Bolivia Guide
The southern Altiplano
Potosí
Set on a desolate, windswept plain amid barren mountains at almost 4100m above sea level, POTOSÍ is the highest city in the world, and at once the most fascinating and tragic place in Bolivia. Given its remote and inhospitable location, at first glance it's difficult to see why it was ever built here at all. The answer lies in Cerro Rico ("Rich Mountain"), the conical peak that rises imperiously above the city to the south. Cerro Rico was, quite simply, the richest source of silver the world had ever seen. The silver extracted from this mountain turned Potosí into the richest jewel in the Spanish emperors' crown, and one of the wealthiest and largest cities in the world – in the early seventeenth century it was home to about 160,000 people, far bigger than contemporary Madrid, and equal in size to London. However, this wealth was achieved at the expense of the millions of indigenous Andean forced labourers and African slaves who died working in the mines and silver foundries. Though it was said that you could build a bridge stretching from Potosí to Spain with the silver of Cerro Rico, others have pointed out that two such bridges could have been built with the bones of those who died mining it.

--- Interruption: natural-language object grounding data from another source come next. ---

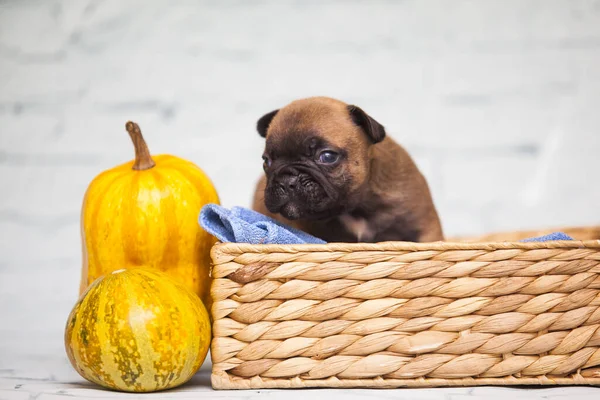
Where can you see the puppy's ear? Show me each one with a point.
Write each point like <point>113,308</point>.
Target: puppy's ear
<point>263,123</point>
<point>374,130</point>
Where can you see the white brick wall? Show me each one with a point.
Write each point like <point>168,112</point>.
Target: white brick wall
<point>497,100</point>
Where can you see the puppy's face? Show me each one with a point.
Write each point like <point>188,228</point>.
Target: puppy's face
<point>316,157</point>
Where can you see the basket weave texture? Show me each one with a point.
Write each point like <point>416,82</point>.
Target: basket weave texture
<point>407,314</point>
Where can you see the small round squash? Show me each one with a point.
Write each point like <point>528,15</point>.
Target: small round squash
<point>137,330</point>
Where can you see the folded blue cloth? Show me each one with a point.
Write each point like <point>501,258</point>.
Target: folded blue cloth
<point>241,225</point>
<point>551,236</point>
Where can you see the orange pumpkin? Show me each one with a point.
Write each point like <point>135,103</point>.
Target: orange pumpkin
<point>145,213</point>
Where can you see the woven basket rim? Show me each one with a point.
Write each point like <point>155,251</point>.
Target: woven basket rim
<point>401,246</point>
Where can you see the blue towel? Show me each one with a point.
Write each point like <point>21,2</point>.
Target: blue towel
<point>241,225</point>
<point>551,236</point>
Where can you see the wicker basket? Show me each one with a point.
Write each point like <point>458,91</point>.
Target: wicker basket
<point>407,315</point>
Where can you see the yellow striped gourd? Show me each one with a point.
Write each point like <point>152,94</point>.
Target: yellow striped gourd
<point>137,330</point>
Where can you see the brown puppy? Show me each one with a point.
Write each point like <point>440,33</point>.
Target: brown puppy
<point>331,171</point>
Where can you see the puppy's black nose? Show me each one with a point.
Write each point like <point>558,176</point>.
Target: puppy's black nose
<point>288,181</point>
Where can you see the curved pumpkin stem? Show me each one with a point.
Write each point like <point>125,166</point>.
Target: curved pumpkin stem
<point>142,154</point>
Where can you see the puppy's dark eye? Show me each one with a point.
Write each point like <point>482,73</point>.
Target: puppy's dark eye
<point>328,157</point>
<point>266,162</point>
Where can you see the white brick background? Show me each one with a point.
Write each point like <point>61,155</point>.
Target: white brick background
<point>499,102</point>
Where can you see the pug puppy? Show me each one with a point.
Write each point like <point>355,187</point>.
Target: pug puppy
<point>331,171</point>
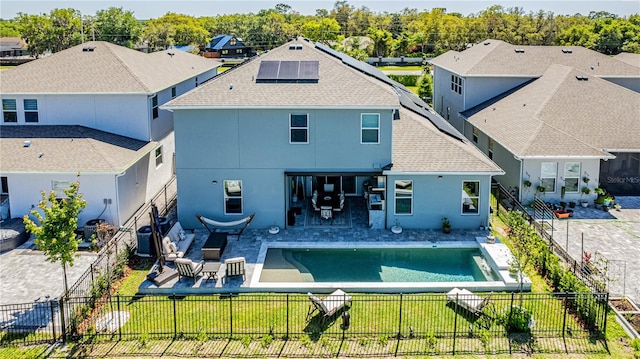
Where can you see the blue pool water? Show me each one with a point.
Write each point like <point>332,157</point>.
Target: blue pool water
<point>375,265</point>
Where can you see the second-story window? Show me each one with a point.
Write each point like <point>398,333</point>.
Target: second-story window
<point>370,128</point>
<point>456,84</point>
<point>30,110</point>
<point>298,128</point>
<point>154,106</point>
<point>9,110</point>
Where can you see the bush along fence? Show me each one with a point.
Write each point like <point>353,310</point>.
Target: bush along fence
<point>543,249</point>
<point>378,324</point>
<point>41,321</point>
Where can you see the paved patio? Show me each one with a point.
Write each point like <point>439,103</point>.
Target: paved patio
<point>25,276</point>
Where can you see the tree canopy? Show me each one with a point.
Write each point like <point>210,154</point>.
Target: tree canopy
<point>409,32</point>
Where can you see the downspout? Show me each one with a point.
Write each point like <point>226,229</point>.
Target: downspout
<point>118,197</point>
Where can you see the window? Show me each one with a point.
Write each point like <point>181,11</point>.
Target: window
<point>30,110</point>
<point>470,197</point>
<point>158,156</point>
<point>370,128</point>
<point>299,128</point>
<point>233,197</point>
<point>571,177</point>
<point>456,84</point>
<point>404,197</point>
<point>490,150</point>
<point>548,172</point>
<point>9,110</point>
<point>154,106</point>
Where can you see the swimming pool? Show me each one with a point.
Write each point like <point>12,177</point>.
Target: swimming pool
<point>376,264</point>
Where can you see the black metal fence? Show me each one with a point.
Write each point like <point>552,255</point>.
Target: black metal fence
<point>411,323</point>
<point>542,219</point>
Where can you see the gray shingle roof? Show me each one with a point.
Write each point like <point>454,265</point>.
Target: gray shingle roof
<point>67,149</point>
<point>418,146</point>
<point>338,85</point>
<point>500,59</point>
<point>559,115</point>
<point>108,68</point>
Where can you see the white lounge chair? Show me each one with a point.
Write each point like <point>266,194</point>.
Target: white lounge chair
<point>330,305</point>
<point>467,300</point>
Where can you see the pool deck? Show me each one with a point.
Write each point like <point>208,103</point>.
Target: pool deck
<point>253,243</point>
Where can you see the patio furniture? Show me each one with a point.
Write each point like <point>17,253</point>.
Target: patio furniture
<point>243,223</point>
<point>210,270</point>
<point>188,268</point>
<point>235,267</point>
<point>467,300</point>
<point>330,305</point>
<point>214,246</point>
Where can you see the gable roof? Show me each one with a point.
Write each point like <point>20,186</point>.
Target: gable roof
<point>560,115</point>
<point>237,87</point>
<point>498,58</point>
<point>67,149</point>
<point>107,68</point>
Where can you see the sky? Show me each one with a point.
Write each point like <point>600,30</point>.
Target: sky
<point>147,9</point>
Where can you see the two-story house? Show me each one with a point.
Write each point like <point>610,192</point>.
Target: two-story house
<point>303,118</point>
<point>479,91</point>
<point>112,90</point>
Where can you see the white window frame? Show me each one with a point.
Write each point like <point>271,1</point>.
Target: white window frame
<point>158,156</point>
<point>467,198</point>
<point>545,176</point>
<point>298,128</point>
<point>400,192</point>
<point>572,175</point>
<point>456,84</point>
<point>228,196</point>
<point>362,128</point>
<point>6,109</point>
<point>31,110</point>
<point>154,107</point>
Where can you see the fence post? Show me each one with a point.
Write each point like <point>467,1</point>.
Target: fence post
<point>63,329</point>
<point>119,324</point>
<point>564,318</point>
<point>53,322</point>
<point>175,317</point>
<point>455,326</point>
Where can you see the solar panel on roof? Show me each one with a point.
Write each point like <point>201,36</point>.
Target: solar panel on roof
<point>308,70</point>
<point>268,70</point>
<point>288,70</point>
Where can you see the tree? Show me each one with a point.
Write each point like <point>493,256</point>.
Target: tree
<point>55,228</point>
<point>118,27</point>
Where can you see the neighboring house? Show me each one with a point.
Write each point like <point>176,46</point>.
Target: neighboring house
<point>301,116</point>
<point>559,136</point>
<point>227,46</point>
<point>13,47</point>
<point>105,87</point>
<point>559,129</point>
<point>110,168</point>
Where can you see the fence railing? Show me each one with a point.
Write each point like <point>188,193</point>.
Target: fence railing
<point>542,219</point>
<point>441,326</point>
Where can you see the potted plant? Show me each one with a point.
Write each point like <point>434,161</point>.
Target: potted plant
<point>446,225</point>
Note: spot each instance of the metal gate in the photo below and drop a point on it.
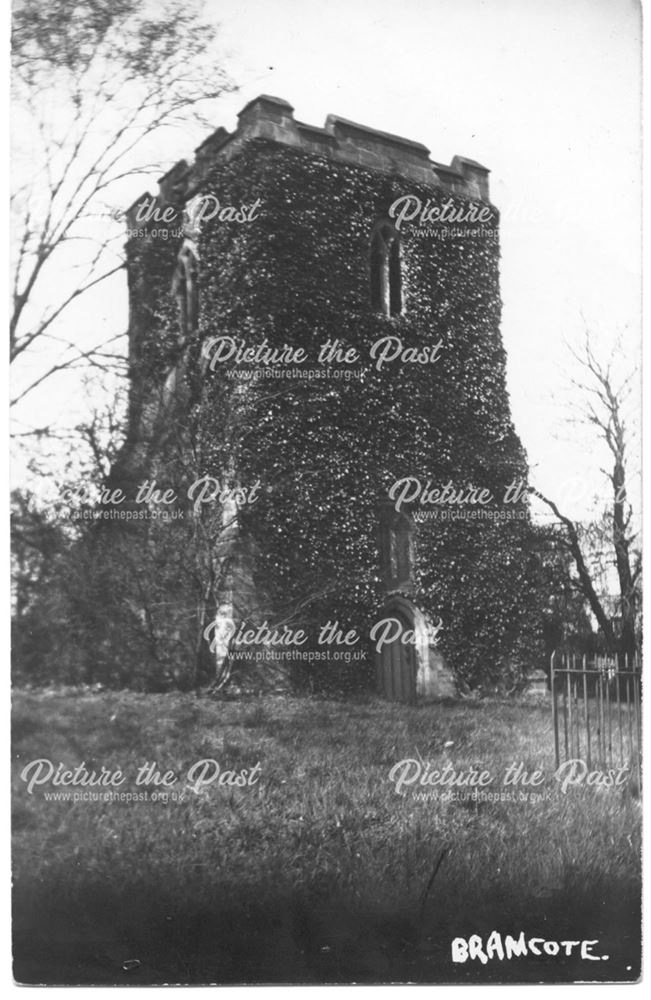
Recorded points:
(596, 710)
(395, 667)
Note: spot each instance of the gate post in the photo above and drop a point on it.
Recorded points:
(554, 712)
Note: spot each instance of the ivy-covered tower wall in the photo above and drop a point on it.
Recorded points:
(413, 388)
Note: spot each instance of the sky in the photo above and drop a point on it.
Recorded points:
(545, 93)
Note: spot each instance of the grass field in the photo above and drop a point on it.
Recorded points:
(318, 871)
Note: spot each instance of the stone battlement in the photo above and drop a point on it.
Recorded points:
(341, 140)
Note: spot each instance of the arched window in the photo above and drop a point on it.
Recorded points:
(185, 288)
(397, 549)
(386, 278)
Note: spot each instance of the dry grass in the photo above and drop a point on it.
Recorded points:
(317, 873)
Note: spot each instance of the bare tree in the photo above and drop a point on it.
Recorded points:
(603, 401)
(97, 86)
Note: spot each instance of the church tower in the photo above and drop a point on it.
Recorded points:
(315, 317)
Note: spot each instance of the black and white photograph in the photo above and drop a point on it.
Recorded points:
(325, 434)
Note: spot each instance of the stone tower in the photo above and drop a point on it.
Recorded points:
(314, 319)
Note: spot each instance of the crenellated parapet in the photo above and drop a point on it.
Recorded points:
(341, 140)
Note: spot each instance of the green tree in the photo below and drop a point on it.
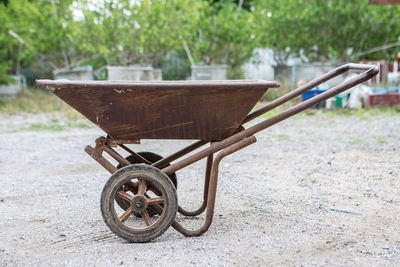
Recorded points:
(225, 34)
(329, 29)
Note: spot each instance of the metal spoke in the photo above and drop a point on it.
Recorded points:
(126, 215)
(146, 217)
(142, 187)
(124, 195)
(155, 200)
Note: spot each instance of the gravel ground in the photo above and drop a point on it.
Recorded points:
(312, 191)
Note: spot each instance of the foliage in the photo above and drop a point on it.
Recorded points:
(130, 33)
(329, 29)
(225, 34)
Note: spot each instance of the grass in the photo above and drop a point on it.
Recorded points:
(34, 101)
(52, 127)
(363, 114)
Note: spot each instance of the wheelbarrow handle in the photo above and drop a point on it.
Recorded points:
(370, 71)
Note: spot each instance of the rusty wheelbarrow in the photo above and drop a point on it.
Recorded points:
(139, 202)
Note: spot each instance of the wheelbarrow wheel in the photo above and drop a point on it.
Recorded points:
(152, 157)
(123, 222)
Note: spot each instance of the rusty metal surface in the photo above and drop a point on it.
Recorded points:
(199, 110)
(369, 72)
(203, 206)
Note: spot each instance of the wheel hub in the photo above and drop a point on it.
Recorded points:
(139, 204)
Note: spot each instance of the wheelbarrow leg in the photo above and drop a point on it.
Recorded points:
(205, 194)
(212, 190)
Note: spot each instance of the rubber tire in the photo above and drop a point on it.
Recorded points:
(150, 174)
(152, 157)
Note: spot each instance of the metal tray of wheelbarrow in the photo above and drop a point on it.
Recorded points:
(127, 110)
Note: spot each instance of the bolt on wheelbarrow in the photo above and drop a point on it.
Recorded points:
(139, 202)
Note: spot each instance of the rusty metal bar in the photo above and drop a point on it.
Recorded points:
(165, 161)
(205, 193)
(371, 71)
(213, 187)
(283, 99)
(135, 155)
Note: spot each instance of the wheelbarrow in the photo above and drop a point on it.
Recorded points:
(139, 201)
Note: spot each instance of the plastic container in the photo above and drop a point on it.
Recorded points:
(310, 94)
(389, 99)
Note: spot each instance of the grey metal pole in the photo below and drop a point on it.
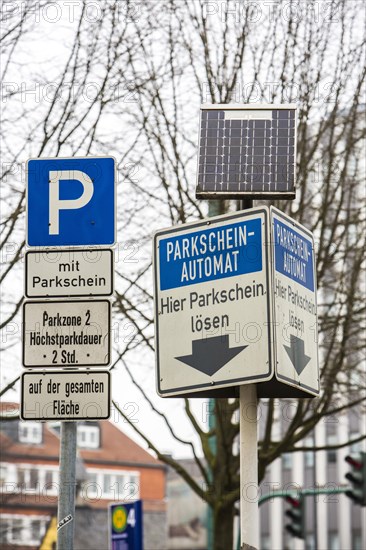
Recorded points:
(67, 484)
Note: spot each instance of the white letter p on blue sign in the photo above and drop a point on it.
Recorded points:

Today, Potosí's legacy reflects both the magnificence and the horror of its colonial past. The city is a treasure trove of colonial art and architecture, with hundreds of well-preserved buildings, including some of the finest churches in Bolivia. But though the silver veins were almost all exhausted centuries ago, the labyrinthine tunnels that perforate the scarred mountain are still worked for tin and other metals by thousands of indigenous miners using techniques little changed from a century or more ago. A visit to these mines has become as essential a part of a visit to Potosí as any of its museums or churches, and is fascinating for the insight it affords into both the working lives of the miners and the customs and beliefs that help them survive.